I mean, if you're gonna tag yrself 'indie,' listen to subway fiddlers and Pennsylvanian shape-note choirs. Not rock bands with $15.99 CDs who make videos, use iTunes, and sell babydoll tees. Although, just like the snark's been dialed back on the 'fork, Jeph's been dropping less of the indie-humor science. Sex is easier, I suppose.

Ryan North and Tiny Mix Tapes, though, we're down with. They're not kidding themselves. And they totally rock like the Johnny Burnette Trio meets a metal band.

EDIT AFTER READING THE COMMENTS: Just like Ian, I still read QC. Every update. I can't front. He's got a point about naivete; just like the music quips are sweetly inclusionary, he doesn't want to accept that readers can't just form deep emotional connections with his creations and not find them physically attractive in any way. It's c00t. And I have no opinion on Get Him Eat Him.

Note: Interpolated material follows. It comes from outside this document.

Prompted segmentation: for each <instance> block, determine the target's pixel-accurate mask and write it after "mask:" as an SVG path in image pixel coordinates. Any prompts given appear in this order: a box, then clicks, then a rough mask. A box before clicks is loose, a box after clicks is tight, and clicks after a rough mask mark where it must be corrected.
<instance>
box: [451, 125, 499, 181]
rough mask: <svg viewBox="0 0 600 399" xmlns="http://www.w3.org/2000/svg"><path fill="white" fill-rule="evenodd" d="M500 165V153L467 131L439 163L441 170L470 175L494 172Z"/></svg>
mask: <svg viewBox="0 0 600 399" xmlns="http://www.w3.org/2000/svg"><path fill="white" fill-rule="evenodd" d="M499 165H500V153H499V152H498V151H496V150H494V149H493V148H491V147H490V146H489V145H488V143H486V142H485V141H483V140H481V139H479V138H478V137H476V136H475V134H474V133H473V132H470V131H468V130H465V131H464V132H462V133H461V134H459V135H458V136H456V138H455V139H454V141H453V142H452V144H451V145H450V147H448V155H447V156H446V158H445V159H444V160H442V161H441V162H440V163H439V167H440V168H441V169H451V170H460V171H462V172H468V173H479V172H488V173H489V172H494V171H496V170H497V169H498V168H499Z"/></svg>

Wednesday, February 01, 2006

big sister complains all the time/she's hooked on barbs and wine

I still haven't acclimated to these new, daylight hours. But I knew the Myspace note was a scam when the initial e-mail offered me pictures if I e-mailed her and didn't respond to the profile what left the note. And her website branched off of I'm hard up but payment is just unnecessary, baby.

I'm still awake at 6 AM, listening to The Boogie Woogie Resurrection Hour Stycast (I'm not sure what the MLA says about podcast formatting) and typing an essay on parent pop. I'm sure somebody will be reading a rough draft at some point. Right now - as research - I'm revisiting Austin's own Millions of Dead Cops, of "John Wayne Was a Nazi" fame. College radio memories.

Of course, this does nothing for my priapic rage. Neither does the intra-Democratic abortion debate. Time for street prowler music.